Factors associated with stigma and depressive symptoms in family members of patients with epilepsy
- Author(s)
- Sang-Ahm Lee; Su-Hyun Han; Yang-Je Cho; Keun Tae Kim; Ji-Eun Kim; Dong Jin Shin; Jong-Geun Seo; Young-Soo Kim; Han Uk Ryu; Seo-Young Lee; Jung Bin Kim; Kyung-Wook Kang; Shinhye Kim; Soonhak Kwon; Joonsik Kim; Sunjun Kim; Hyo Jeong Kim; So-Hee Eun; Yun Jung Hur; Sun Ah Choi; Mi-Sun Yum; Soyoung Park; Jee Hyun Kim; Gha Hyun Lee; Young Mi Kim; Kyoung Jin Hwang; Eun Young Kim; Gyu Min Yeon
- Keimyung Author(s)
- Kim, Keun Tae; Kim, Joon Sik
- Department
- Dept. of Neurology (신경과학)
Dept. of Pediatrics (소아청소년학)
- Journal Title
- Epilepsy & behavior : E&B
- Issued Date
- 2020
- Volume
- 110
- Keyword
- Epilepsy; Stigma; Family; Depression; Polytherapy; Antiepileptic drug
- Abstract
- Purpose:
Literature regarding family stigma related to epilepsy is scarce. This study investigated the prevalence of family stigma and depressive symptoms and the associated factors among the family members of patients with epilepsy.
Methods:
In a cross-sectional study, Stigma Scale–Revised score ≥ 4 and Patient Health Questionnaire-9 score ≥ 10 were considered indicative of moderate-to-severe stigma and depressive symptoms, respectively. Stepwise logistic regression analyses were performed.
Results:
Of the 482 family members, a mean age was 47.1 ± 9.4 years, and 73.4% were female. Of the patients, a mean age was 25.5 ± 16.7 years, and 45.0% were female.

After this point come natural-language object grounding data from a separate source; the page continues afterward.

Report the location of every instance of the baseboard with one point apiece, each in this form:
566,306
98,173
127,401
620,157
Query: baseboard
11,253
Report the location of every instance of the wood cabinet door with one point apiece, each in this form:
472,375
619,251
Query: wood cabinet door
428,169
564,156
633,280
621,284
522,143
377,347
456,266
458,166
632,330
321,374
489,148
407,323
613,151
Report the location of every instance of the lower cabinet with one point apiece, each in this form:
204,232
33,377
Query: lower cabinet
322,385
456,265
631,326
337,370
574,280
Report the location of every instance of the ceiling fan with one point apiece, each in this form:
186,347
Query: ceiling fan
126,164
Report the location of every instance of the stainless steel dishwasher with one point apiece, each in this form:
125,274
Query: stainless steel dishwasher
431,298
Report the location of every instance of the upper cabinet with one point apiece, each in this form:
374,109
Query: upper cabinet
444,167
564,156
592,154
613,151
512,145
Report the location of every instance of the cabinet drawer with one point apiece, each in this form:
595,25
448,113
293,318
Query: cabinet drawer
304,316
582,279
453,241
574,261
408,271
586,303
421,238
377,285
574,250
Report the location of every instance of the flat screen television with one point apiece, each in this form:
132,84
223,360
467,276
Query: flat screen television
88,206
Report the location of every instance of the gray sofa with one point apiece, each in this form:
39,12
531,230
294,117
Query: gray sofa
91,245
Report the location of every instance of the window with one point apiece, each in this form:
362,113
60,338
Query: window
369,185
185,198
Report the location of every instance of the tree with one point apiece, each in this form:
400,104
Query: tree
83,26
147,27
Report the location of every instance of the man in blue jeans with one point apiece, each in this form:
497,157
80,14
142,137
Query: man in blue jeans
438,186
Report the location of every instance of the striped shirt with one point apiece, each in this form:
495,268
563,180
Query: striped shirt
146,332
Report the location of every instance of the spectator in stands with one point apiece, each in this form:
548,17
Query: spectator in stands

Idiopathic generalized epilepsy and focal epilepsy were noted in 22.4% and 65.6% of patients, respectively. Family stigma and depressive symptoms were noted in 10.0% and 11.2% of family members, respectively. Family stigma was significantly associated with high seizure frequency and being a sibling or offspring of a patient independent of their depressive symptoms. By contrast, depressive symptoms in family members were significantly associated with polytherapy, being parents of a patient, and neurological comorbidities independent of family stigma. In a subset of patients and their family, patients had higher proportion of stigma and depressive symptoms than their family. Depressive symptoms and stigma among patients were significantly correlated with those among parents, but not spouse.
Conclusion:
Family stigma is common in families with epilepsy and is closely related to depressive symptoms. Frequent seizures, polytherapy, neurological comorbidities, and the relationship to a patient may be factors that are independently associated with family stigma and depressive symptoms in family members.